Use ‘|’ to separate alternative expressions. On transferring control to a set of alternative expressions, a parser filters alternative expressions with FIRST sets containing a look-ahead terminal symbol and selects one of filtered expressions.
Example
S: [ "a" "b" ] . // 1st | [ "b" "c" ] . . // 2nd | "c" . . . // 3rd ;On the look-ahead terminal symbol
"a", a parser selects the first expression. On the look-ahead terminal symbol"b", a parser selects the first or second expression. On the look-ahead terminal symbol"c", a parser selects the second or third expression. Processing every expression begins with consuming a just analyzed look-ahead terminal symbol.
In the above example, the selection of an alternative on the look-ahead terminal symbol "a" is deterministic, and the selection of an alternative on the look-ahead terminal symbol "b" or "c" is nondeterministic.
Note: in a bottom-up template grammar, the parser may select an alternative based on subsequent terminal symbols in a parse unit or training terminal symbol sequence rather than analyze the first look-ahead terminal symbol only.
As a result of iterative determinization, a parser removes terminal symbols from overlapping terminal symbol classes defining FIRST sets of the alternatives but preserves a set of terminal symbols in the union of the FIRST sets.

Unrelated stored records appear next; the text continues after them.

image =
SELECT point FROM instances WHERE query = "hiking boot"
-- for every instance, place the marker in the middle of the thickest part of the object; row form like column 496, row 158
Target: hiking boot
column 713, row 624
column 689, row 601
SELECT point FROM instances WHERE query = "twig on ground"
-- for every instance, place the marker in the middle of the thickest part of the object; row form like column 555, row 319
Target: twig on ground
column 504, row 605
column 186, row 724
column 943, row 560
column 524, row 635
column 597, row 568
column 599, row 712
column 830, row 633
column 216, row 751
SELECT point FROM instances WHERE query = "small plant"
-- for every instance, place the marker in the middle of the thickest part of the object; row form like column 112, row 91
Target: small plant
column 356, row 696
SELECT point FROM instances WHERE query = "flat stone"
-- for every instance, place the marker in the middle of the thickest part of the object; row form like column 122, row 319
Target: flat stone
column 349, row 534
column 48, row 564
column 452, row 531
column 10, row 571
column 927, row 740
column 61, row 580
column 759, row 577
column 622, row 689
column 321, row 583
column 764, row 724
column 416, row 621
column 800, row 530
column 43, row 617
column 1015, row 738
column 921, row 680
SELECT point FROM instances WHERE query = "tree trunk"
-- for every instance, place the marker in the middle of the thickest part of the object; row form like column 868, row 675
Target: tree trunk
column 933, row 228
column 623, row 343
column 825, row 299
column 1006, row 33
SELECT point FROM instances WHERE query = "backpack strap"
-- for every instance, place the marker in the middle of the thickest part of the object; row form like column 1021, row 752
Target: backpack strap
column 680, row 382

A parser can determinize the production from the above example in the following ways:
S: "a" . | "b" . . | "c" . . . ;or
S: [ "a" "b" ] . | "c" . . . ;or
S: "a" . | [ "b" "c" ] . . ;
On nondeterministic choice, a parser selects each applicable alternative with equal profile probability. Use a notation
[RelativeProbability]
at the beginning of an alternative to specify its custom relative profile probability.
Examples: [2], [1.5], [0.25].
Note: in the general case, using precise default or custom profile probabilities requires calling a parser with the option --profile-tol=FLOAT where FLOAT is small enough.
If at least one alternative begins with a relative profile probability specification, all other alternatives must begin with relative profile probability specifications too.
Example
S: [0.50] [ "a" "b" ] . | [0.25] [ "b" "c" ] . . | [0.25] "c" . . . ;
An expression quantified by ‘?’
( EXPRESSION )?
is equivalent to
( | EXPRESSION )
If an expression is not inside ‘(’ … ‘)’, the quantifier ‘?’ after the expression relates to its last element. For example, in the expression ‘. . A B?’ the quantifier ‘?’ relates only to ‘B’.
Note: if the quantifier ‘?’ follows a sequence of input terminal symbols, terminal symbol placeholders, and terminal symbol classes, a quantified expression is the entire sequence rather than its last element. For example, the notation ‘. . [ "a" "Beta" ]?’ means that the quantified expression is ‘. . [ "a" "Beta" ]’. To relate ‘?’ only to
[ "a" "Beta" ], use the notation ‘. . ([ "a" "Beta" ]?)’ or ‘. . ([ "a" "Beta" ])?’.
If the FIRST set of an EXPRESSION and the FIRST set of a location just after a construct ‘( EXPRESSION )?’ or ‘( | EXPRESSION )’ overlap, avoid using the construct to prevent unstable determinization. Instead, use the construct
( #su0 .~ | EXPRESSION )
See Switching Spur Update Mode, for the description of #su0 specifier.
Note: this construct (without
#su0) has a different meaning in a bottom-up template grammar.